Nun konnte sie den ganzen Tanzplatz überblicken. Ihr Herz schlug höher, denn in diesem Augenblick betrat ihre Mutter gemeinsam mit zwei weiteren Tänzerinnen den Platz.
Akija fühlte bei ihrem Anblick unbändigen Stolz. Kraftvoll schritt ihre Mutter aus, und das lange, ungebändigte Haar wirbelte um ihre breiten Schultern. Sie war fast nackt, bis auf einen wulstigen Gürtel und ein weißes Tuch, das kunstvoll um ihre Hüften geschlungen war, sodass eine Ecke wie eine Spitze tief über ihre Schenkel ragte. Diese Tuchecke war mit einer kleinen Figur beschwert, der ersten Figur, die Akija selbstständig aus Speckstein geschnitten hatte. Sie war natürlich nicht gelungen – sie sollte eine kleine Schlange darstellen und sah doch nur aus wie ein irgendwo aufgelesener Stein –, doch ihre Mutter hatte ein Loch hindurchgebohrt und sie an ihrem Springerschurz befestigt. Nun pendelte die kleine Schlange vor ihren Schenkeln hin und her.
Die drei Tänzerinnen blieben in der Mitte des Platzes vor der Hüterin stehen. Mittlerweile hielt sie statt der Schlangen eine bronzene Doppelaxt in den ausgestreckten Händen. Nacheinander berührten die Frauen den Schaft der Axt.
„Akija, setz dich!“
Die Amme zerrte an ihr, sodass sie unsanft auf dem nackten Gesäß landete. Doch weitere Schelte blieb aus; die Amme wandte sich wieder ab.
War dies die Axt, mit der die Hüterin den Stier opfern würde? Werde ich das eines Tages auch tun?, fragte sich Akija. Allein der Gedanke war aufregend. Sie ergriff die Hand der Amme, doch die schien sie nicht wahrzunehmen. Mit einem Mal fühlte sich Akija alleingelassen. Furcht beschlich ihr Herz.
Sie wischte sich über die tränenfeuchten Augen, und als sie wieder hinunterblickte, erschien der Stier im Tor. Zuerst waren nur die weißen Hörner zu sehen. Jetzt erschienen sie ihr nicht mehr ganz so groß wie damals am Weidezaun, aber immer noch gewaltig. Langsam schob sich der mächtige Kopf aus dem Schatten. Die Menschen gegenüber am Zaun schrien auf. Die Amme stockte kurz in ihrer Unterhaltung mit der Sitznachbarin; ihre Hand ballte sich unerwartet und schmerzhaft um Akijas Finger, doch dann redete sie weiter drauflos. Die Mutter hatte einmal erzählt, dass es zum guten Ton gehöre, während der Darbietung zu schwatzen und gute Laune zu zeigen. Doch Akija konnte die Anspannung spüren, die in den Stimmen der Frauen lag.
Der Stier trottete auf den Platz. Wieder schrien die Leute hinter dem Zaun auf. Wo waren die Tänzerinnen? Wo war ihre Mutter? Über den Lärm hinweg vernahm Akija das Schnaufen des Stiers, das Scharren der Hufe und die Schritte der Tänzer.

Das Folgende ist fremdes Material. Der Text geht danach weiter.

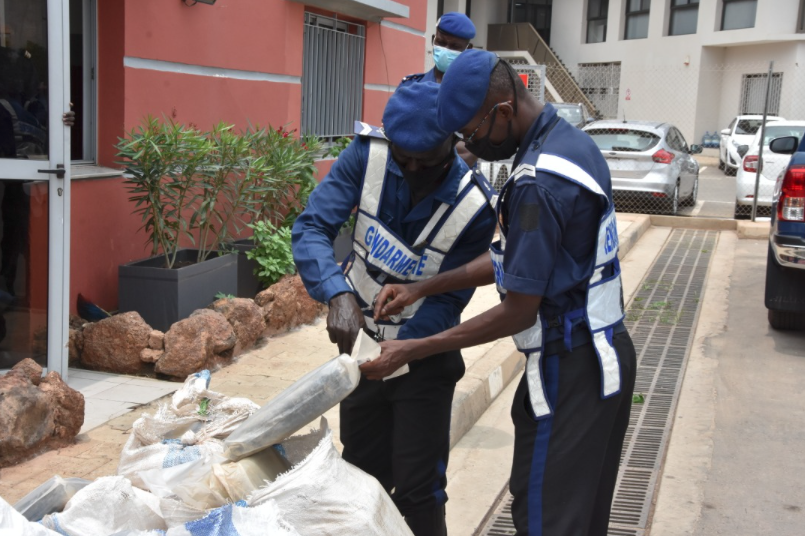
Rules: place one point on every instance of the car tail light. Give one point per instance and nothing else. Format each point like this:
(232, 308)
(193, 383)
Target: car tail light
(662, 157)
(791, 204)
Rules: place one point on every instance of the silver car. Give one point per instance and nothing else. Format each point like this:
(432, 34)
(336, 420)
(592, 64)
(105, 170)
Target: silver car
(650, 163)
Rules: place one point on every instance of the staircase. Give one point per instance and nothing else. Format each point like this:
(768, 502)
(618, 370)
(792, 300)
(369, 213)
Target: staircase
(523, 37)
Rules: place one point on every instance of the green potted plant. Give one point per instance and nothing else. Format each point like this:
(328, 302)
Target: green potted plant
(189, 187)
(281, 194)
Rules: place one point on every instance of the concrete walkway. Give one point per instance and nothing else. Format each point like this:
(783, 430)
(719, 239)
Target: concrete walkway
(265, 371)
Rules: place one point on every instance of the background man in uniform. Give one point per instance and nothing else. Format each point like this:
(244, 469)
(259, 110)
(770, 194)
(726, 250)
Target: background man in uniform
(398, 430)
(557, 268)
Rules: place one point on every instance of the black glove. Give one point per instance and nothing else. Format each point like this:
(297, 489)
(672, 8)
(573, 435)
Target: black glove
(344, 321)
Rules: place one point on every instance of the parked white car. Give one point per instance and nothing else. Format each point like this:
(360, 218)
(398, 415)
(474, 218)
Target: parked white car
(740, 132)
(773, 165)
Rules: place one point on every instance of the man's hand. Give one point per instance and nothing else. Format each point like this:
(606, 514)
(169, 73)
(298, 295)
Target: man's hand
(344, 321)
(394, 354)
(392, 299)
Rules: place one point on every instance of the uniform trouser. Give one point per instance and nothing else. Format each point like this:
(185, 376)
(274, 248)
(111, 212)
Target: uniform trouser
(399, 432)
(565, 466)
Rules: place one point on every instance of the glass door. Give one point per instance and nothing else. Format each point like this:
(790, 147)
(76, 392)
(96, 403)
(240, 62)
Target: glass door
(34, 183)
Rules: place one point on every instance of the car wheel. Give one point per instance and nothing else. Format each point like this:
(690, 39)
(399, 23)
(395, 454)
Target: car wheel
(690, 201)
(786, 320)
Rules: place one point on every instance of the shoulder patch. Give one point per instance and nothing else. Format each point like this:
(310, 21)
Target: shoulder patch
(483, 184)
(365, 129)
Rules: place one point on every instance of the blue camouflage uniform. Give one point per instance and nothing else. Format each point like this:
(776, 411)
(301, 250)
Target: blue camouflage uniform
(558, 241)
(397, 430)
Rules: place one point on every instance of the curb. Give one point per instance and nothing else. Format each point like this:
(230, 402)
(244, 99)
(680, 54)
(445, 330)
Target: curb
(487, 377)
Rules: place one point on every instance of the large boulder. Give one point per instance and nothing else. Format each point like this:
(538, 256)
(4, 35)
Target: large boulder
(36, 415)
(287, 305)
(245, 317)
(114, 344)
(202, 341)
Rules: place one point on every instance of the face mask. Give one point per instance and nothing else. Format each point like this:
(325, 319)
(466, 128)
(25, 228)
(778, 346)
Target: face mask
(425, 178)
(486, 150)
(443, 57)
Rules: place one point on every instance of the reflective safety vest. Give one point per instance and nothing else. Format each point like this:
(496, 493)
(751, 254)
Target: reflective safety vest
(604, 300)
(380, 256)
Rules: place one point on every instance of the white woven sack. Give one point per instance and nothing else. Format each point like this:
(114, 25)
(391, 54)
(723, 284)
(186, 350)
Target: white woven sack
(326, 496)
(107, 506)
(305, 400)
(13, 523)
(182, 431)
(238, 519)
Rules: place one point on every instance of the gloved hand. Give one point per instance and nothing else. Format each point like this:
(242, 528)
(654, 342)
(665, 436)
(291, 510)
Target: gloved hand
(344, 321)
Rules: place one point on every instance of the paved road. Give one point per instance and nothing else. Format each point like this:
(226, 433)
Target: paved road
(736, 463)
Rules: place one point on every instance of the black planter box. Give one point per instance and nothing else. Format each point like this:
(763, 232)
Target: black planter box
(248, 284)
(163, 296)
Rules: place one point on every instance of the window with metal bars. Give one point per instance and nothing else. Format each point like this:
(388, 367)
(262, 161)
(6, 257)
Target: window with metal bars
(597, 12)
(637, 12)
(684, 17)
(738, 14)
(332, 76)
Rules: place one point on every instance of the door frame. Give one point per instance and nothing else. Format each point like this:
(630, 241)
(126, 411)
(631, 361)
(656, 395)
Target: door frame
(58, 83)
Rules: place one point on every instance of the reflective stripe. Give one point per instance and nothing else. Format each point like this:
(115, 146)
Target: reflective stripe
(465, 180)
(368, 288)
(604, 304)
(610, 367)
(375, 173)
(567, 169)
(536, 385)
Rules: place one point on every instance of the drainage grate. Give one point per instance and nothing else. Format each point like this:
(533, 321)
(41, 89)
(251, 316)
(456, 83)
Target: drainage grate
(661, 321)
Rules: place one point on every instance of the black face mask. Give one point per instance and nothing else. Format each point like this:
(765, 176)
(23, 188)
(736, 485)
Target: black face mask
(486, 150)
(426, 178)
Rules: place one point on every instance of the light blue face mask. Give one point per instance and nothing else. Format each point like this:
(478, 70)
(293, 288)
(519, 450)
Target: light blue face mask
(443, 57)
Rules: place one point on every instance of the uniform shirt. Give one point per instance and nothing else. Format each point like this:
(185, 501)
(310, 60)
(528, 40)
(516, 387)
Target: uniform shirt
(429, 76)
(553, 222)
(332, 202)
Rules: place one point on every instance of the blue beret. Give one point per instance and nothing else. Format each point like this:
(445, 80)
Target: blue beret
(409, 119)
(464, 88)
(457, 24)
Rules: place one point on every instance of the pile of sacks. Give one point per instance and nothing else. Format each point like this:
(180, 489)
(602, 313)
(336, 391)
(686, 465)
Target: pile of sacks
(210, 465)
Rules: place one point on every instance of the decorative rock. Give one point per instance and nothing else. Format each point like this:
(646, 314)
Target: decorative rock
(33, 419)
(114, 344)
(156, 341)
(28, 369)
(224, 337)
(246, 319)
(149, 355)
(287, 304)
(191, 344)
(75, 347)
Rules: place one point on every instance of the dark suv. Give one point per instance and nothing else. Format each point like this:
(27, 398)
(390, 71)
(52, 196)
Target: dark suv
(785, 269)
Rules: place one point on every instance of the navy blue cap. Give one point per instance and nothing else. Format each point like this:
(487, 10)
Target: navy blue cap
(464, 88)
(457, 24)
(410, 118)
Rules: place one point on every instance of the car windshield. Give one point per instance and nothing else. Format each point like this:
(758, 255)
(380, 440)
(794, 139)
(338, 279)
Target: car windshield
(747, 126)
(623, 139)
(571, 115)
(782, 131)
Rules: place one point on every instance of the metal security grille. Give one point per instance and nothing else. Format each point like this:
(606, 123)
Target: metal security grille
(332, 76)
(661, 321)
(601, 83)
(753, 93)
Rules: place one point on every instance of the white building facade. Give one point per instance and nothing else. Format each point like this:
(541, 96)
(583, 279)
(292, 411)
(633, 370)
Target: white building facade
(694, 63)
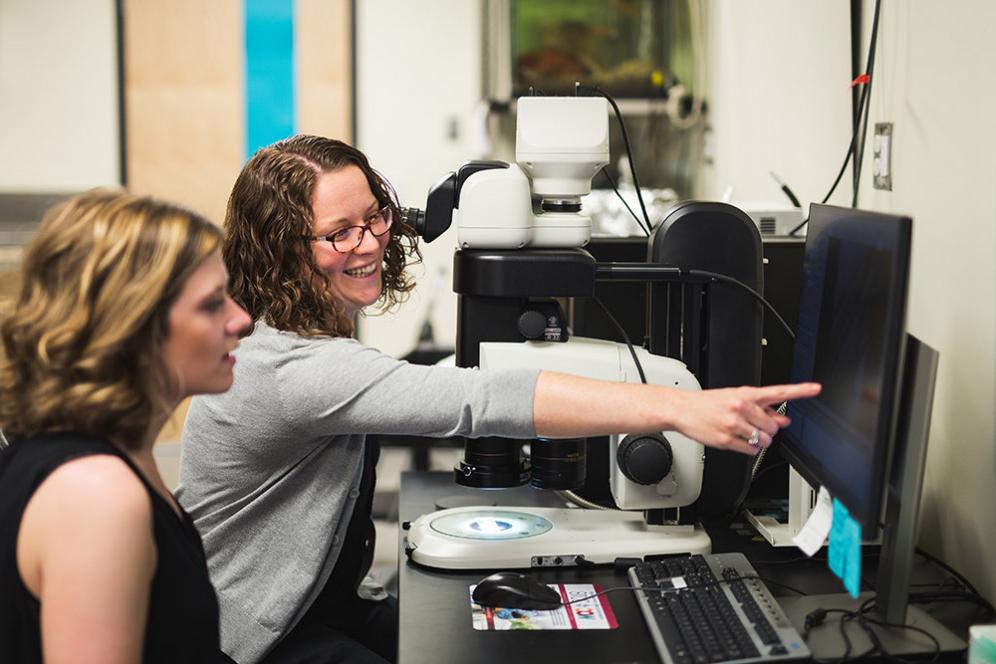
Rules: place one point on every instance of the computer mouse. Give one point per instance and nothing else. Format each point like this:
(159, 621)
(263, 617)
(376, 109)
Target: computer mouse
(512, 590)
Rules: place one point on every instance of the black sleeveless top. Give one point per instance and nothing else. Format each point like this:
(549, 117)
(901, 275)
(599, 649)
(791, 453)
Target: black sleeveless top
(183, 609)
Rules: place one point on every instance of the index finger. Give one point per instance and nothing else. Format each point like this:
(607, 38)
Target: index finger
(773, 394)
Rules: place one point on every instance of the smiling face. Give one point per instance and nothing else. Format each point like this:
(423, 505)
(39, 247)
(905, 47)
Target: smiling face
(343, 198)
(204, 327)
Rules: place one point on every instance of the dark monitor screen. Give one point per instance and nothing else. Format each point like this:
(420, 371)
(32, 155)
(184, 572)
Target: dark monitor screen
(850, 338)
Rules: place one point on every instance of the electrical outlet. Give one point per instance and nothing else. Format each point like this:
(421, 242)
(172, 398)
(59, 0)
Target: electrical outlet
(882, 162)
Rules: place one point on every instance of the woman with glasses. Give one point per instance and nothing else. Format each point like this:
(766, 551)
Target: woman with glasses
(122, 313)
(277, 472)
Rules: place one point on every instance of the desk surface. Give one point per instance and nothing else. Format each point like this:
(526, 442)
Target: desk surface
(435, 621)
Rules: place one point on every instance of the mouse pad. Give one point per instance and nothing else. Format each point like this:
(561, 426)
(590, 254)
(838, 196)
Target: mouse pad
(586, 611)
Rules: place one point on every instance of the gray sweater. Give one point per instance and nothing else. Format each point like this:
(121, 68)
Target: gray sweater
(270, 470)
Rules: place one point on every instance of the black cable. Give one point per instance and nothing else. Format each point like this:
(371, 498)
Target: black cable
(785, 189)
(715, 276)
(629, 151)
(859, 156)
(862, 122)
(621, 331)
(612, 181)
(947, 568)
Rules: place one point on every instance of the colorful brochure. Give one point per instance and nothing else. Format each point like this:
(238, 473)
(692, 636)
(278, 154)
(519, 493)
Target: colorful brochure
(590, 613)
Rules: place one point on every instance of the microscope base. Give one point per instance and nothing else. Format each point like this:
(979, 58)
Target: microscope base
(517, 537)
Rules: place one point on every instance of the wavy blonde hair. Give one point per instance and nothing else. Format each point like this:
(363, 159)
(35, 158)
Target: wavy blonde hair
(83, 343)
(268, 229)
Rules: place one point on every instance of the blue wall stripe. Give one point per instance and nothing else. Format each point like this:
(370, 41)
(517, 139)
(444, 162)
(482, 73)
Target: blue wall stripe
(269, 72)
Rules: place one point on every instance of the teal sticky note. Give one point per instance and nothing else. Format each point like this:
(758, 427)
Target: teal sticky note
(844, 555)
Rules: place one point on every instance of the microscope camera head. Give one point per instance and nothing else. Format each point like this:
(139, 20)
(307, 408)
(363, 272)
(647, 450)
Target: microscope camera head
(561, 143)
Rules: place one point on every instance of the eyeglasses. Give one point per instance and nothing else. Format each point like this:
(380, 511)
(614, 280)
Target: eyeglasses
(346, 239)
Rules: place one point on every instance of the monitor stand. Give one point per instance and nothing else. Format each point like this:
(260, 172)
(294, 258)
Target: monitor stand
(801, 501)
(902, 506)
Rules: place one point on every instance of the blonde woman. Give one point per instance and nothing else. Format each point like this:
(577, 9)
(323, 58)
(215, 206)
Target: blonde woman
(123, 312)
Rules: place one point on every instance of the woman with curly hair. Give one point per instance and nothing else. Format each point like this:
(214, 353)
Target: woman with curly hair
(278, 473)
(122, 313)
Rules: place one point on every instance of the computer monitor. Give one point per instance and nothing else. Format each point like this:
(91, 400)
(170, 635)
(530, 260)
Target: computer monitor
(850, 338)
(864, 437)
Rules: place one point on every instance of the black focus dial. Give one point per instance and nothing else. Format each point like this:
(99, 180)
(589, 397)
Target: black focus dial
(645, 458)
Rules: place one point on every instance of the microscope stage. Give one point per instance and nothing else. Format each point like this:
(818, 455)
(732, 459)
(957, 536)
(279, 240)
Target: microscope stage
(516, 537)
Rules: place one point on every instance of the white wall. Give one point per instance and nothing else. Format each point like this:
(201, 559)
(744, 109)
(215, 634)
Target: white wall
(418, 72)
(58, 95)
(780, 70)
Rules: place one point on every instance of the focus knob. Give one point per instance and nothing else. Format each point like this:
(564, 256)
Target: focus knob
(532, 325)
(645, 458)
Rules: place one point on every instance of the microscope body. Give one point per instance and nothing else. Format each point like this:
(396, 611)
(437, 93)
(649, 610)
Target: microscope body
(520, 229)
(647, 469)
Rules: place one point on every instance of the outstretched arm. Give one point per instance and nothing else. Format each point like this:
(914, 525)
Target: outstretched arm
(569, 406)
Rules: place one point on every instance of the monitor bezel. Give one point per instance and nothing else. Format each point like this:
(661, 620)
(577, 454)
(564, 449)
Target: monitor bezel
(806, 464)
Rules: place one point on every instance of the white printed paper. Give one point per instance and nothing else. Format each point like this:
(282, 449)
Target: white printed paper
(814, 533)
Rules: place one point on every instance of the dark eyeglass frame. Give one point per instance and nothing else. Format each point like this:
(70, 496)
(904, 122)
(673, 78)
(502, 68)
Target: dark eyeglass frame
(366, 227)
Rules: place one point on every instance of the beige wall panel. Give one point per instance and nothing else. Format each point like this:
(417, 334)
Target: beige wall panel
(323, 51)
(184, 85)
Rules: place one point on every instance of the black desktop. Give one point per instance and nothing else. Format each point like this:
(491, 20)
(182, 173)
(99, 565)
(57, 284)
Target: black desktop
(864, 437)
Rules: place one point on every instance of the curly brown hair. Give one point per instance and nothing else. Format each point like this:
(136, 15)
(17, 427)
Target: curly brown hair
(268, 226)
(83, 346)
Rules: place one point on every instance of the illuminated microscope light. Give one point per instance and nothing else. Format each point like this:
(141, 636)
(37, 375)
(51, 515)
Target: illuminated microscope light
(491, 525)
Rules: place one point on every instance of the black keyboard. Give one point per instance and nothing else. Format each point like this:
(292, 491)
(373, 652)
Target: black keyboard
(728, 618)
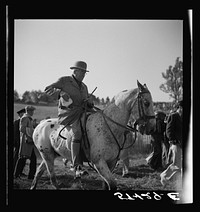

Sie entzog ihrer Amme die Hand und glitt unter die Bank. An unruhig wippenden Füßen und raschelnden Röcken vorbei kroch sie zum Ende der Reihe, richtete sich vorsichtig auf und warf einen Blick zurück. Die Amme hatte nichts bemerkt. Erleichtert rannte Akija hinter den Bankreihen entlang und den Hang hinunter. Hier saßen die Leute im Gras, darunter auch einige von den feineren Damen, die oben keinen Platz mehr gefunden hatten. In den letzten Reihen hatten sich die Menschen auf den Knien aufgerichtet oder standen, und Akija konnte nichts sehen. Sie lief in Richtung des Weidezauns, wo sie hoffte, zwischen den Beinen der Leute bis an den Zaun kriechen zu können.
Die Leute hier unten unterhielten sich nicht; sie schrien und klatschten laut. Erneut wurde Akija von Furcht erfasst. Sie versuchte sich zwischen den Menschen hindurchzuzwängen, und als das nicht gelang, ließ sie sich auf die Knie und Hände nieder. Nun war es einfacher. Jemand trat ihr auf die Finger und sie unterdrückte einen Schrei, aber bald sah sie zwischen dem Wald der Beine die Zaunbretter hindurchschimmern.
Und hinter den Brettern …
Dort war nur Staub.
Mit einem Mal erklangen aus unzähligen Kehlen Schreie. Stille folgte.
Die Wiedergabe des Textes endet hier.